Speaking on Arise Television, a sister broadcast arm of THISDAY Newspapers, he said government must be able to support local production of goods and items presently imported from other countries.

The former AMCON boss also said government currently appeared to be seen as enemy of business rather than being the best friend of business. He said people are still terrified to do business in the country despite government promise to ease entry restrictions for
foreign investors.

According to him, many investors who want to come to the country for investment are discouraged by the difficulty in getting a visa. He opined that persons from the G-20 member countries  should be able to come to Nigeria without a visa as a first step to incentivising
investors.

Chike-Obi said government needed to encourage domestic production by lowering interest rate and providing infrastructure for businesses to thrive. He argued that raising interest rate to protect value of the local currency could only serve in the short term, adding that an
over-valued currency won’t promote growth.
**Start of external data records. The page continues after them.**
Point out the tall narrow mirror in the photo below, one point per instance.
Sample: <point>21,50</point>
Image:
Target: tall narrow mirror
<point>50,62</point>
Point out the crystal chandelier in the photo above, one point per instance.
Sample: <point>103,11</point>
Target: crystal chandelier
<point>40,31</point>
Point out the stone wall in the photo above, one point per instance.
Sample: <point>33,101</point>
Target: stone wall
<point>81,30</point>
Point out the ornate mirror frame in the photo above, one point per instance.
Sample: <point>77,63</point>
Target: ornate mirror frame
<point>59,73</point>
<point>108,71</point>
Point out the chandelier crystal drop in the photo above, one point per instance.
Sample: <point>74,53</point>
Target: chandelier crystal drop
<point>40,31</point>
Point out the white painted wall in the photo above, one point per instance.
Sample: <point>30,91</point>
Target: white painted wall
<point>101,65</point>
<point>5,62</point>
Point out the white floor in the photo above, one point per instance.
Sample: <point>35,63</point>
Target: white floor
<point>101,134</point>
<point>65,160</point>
He said the country must begin to produce things locally and by  itself. He also called for between 10 to 15-year coherent policies on foreign exchange. He said: “The only thing the Nigerian should be concerned about is growth – and I’m talking double digit growth 20 per cent, 15 per cent GDP in a year in the foreseeable future.” He said achieving a single digit growth rate was doable because China, Singapore and Malaysia achieved it when they faced daunting economic challenges. He said Nigerians must decide to produce virtually all they desired as well as patronise local goods to boost economic growth.

He said: “We cannot keep on importing those things; Nigeria is the largest country in the world that is import dependent and import dependency is not sustainable. So,  we must start making things. We all remember when the Japanese started making cars, they were terrible cars, they were the laughing stock but they kept at it. “We knew when South Koreans started making cars but now; South Korean cars are competitive. We must start making things; and even when we start making them they won’t be as good as the Mercedes Benzs and all that. If we make them long enough, the government is supporter of us making things, then in time, we’ll be as good as everybody else.”